Talk:Bitap algorithm
Someone wrote 'it performs best on patterns less than a constant length'. Such statements should not be made without adequite analysis. It is true that patterns that are 33 characters long may take twice as long as patterns of length 32, but if the algorithm beats the hell out of all its competitors, or it takes 2 nanoseconds instead of 1, then there's no reason not to use it.
Then the paragraph says the complexity in this case is O(m+n). But if m is limited to 32, then O(m+n) is the same as O(n) because O(constant) is 0.
Perhaps we should say that for arbitrary m and n, the algorithm has complexity O(kmn). Now this may look inefficient, but if you consider that modern processors can perform in the region of 64 billion of these operations every second, you'll understand why the algorithm is so fast. (unsigned comment by User:Nroets, 8 Nov 2005)
- First point: Bitap does perform best on patterns less than the word length of the machine, because then it can be optimized to use bitwise operations and shifts. If you want to use bitap for longer patterns, you'll need to "pessimize" it either by using the array-of-
BITapproach given in the article's first snippet, or by doing awkward things with carried bits.
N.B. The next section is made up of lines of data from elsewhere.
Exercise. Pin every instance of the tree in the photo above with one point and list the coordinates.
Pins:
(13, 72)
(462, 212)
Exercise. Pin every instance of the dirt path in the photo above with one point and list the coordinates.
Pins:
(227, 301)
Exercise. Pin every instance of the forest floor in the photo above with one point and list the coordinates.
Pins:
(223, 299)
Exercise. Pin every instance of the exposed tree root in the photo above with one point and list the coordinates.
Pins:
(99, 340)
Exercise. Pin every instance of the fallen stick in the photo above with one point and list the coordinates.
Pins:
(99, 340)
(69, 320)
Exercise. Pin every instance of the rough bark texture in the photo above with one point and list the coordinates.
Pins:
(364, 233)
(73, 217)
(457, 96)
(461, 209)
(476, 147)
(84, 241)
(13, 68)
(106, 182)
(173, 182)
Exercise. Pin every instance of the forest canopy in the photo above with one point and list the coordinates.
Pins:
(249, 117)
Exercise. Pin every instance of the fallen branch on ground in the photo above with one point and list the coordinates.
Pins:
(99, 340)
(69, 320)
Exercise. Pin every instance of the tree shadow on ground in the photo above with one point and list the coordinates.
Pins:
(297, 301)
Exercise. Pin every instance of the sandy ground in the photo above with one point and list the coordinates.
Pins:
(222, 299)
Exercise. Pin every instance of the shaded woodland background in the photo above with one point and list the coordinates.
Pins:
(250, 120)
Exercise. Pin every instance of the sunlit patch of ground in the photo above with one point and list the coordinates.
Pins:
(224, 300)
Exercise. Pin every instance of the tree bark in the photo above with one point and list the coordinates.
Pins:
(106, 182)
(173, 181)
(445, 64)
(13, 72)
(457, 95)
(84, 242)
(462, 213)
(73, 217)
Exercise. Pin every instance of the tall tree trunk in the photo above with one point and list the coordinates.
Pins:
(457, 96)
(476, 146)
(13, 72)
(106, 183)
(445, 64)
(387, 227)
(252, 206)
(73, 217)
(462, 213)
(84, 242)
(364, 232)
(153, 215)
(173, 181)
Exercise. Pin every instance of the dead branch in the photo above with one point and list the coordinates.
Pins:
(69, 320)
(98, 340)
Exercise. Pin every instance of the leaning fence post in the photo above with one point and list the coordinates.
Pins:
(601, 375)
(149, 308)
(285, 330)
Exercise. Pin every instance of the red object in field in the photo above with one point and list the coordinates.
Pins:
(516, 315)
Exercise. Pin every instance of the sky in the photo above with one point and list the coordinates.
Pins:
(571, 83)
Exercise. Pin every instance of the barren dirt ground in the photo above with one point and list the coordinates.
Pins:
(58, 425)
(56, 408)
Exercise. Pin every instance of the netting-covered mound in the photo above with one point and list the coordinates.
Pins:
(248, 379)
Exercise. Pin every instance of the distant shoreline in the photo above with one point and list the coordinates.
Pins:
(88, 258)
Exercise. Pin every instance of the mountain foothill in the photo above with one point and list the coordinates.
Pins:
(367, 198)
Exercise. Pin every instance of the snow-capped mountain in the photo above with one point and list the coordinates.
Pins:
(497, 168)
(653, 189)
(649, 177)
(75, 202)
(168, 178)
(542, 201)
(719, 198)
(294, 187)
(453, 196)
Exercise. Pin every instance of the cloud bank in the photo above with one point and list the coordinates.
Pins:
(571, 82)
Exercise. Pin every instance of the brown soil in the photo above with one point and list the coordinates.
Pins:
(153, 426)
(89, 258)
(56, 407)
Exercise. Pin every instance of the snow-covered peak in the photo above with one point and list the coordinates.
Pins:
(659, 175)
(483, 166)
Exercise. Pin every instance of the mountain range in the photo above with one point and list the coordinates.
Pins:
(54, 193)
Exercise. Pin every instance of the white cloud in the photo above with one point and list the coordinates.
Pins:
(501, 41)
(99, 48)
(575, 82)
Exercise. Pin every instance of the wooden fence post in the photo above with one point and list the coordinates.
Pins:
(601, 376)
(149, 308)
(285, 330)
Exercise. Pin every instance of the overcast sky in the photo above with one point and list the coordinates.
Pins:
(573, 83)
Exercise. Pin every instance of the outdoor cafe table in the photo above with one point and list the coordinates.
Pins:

This has nothing to do with comparing bitap to other search algorithms; it's simply stating that bitap itself performs better on small patterns than on long ones.
- Second point: On rereading, I can't figure out why O(m+n), either. So I've changed it to O(mn) — we iterate once for each of n text characters, and O(m) times over the bit array for each of those characters. There is an additional O(m) term for setting up the bit array, and in the article's optimized implementations there is an O(k) term where k is the size of the alphabet. So it's most like O(mn+n+k), but the O(mn) term is definitely the dominant one in non-pathological cases. --Quuxplusone 17:19, 8 November 2005 (UTC)